Baseado na peça com o mesmo título de Peter Handke,
Os Belos Dias de Aranjuez, de Wim
Wenders (2016), apresenta-nos o dispositivo simples de um escritor (Jens
Harzer) tentando escrever, rodeado de livros numa casa nos arredores de Paris. No
jardim, em torno de uma mesa com uma maçã vermelha e dois copos de limonada,
estão sentadas as suas personagens: uma mulher e um homem, com um cão aos pés. O
filme resume-se essencialmente aos diálogos da peça, representados quase em
simultâneo com o momento em que ocorrem ao autor e interrompidos ocasionalmente
por canções provenientes de uma jukebox. A dada altura, Nick Cave interpreta ao
piano a balada «Into My Arms», numa aparição que nos remete para As Asas do Desejo (1987) – outro capítulo
da colaboração entre Wenders e Handke, que já dura há décadas, embora com
muitas intermitências. A personagem feminina (Sophie Semin) descreve as suas
aventuras amorosas ao longo do tempo, de certo modo satisfazendo o voyeurismo
da personagem masculina (Reda Kateb), que nada refere da sua experiência nos
mesmos assuntos, tendo apenas algumas intervenções que consistem em perguntas à
mulher ou divagações poéticas mais gerais. Visto que Os Belos Dias de Aranjuez depende do discurso da
protagonista, um espectador que não se sinta próximo nem da linguagem etérea e
abstracta de Peter Handke nesta peça nem do tom teatral e solene com que o
texto é enunciado sentirá algumas dificuldades de adesão, apesar da beleza
visual do filme.

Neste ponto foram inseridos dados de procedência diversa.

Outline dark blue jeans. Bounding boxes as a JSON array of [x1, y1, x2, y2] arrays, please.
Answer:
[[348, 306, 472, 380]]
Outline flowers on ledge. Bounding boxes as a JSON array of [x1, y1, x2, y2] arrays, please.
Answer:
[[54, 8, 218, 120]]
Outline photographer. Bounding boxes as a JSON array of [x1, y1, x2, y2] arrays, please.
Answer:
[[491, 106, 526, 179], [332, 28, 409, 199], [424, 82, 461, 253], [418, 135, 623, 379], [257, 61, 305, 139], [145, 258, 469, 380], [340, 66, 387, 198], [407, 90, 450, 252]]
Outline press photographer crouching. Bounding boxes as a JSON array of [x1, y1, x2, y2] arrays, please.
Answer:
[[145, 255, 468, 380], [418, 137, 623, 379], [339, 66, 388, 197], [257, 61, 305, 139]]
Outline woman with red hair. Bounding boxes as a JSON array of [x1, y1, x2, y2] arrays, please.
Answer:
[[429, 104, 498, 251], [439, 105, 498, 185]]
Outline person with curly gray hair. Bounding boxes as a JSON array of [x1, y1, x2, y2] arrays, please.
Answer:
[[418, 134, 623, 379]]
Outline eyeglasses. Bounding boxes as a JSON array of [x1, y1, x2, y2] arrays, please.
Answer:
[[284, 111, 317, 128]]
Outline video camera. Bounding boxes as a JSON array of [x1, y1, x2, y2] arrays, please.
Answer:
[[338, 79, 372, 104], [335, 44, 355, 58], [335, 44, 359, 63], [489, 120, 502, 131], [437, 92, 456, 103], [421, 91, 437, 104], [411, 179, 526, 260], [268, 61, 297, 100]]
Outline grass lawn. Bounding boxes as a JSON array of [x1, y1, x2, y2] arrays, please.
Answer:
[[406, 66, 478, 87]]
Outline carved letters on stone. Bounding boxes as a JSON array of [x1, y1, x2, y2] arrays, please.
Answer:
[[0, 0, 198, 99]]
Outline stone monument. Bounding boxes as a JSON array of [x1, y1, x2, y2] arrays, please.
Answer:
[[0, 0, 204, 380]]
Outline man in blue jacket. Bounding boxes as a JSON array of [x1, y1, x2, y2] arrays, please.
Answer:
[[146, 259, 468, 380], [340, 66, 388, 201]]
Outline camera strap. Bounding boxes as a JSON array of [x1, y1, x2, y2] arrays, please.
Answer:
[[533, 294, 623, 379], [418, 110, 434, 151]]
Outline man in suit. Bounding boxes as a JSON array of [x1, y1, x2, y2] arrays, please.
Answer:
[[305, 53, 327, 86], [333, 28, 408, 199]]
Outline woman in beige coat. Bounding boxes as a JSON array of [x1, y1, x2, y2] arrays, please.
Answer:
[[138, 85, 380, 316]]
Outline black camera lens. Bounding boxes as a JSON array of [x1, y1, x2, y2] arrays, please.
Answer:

O fim ocorre em tom apocalíptico, sugerindo que talvez o tempo
em que é possível ter conversas deste teor esteja ameaçado, prestes a
acabar, ou já tenha mesmo acabado. Em suma, Os
Belos Dias de Aranjuez distingue-se no panorama cinematográfico actual por
ser uma combinação curiosa de minimalismo e exploração formal (incluindo o recurso ao
3D), nem sempre bem conseguida. Para quem quiser evitar os blockbusters e o
caos desta época do ano, pode, no entanto, ser uma boa opção.
Nas próximas duas semanas, o Cinéfilo
Perigoso estará em modo de pausa. Bom Natal e feliz ano novo para todos.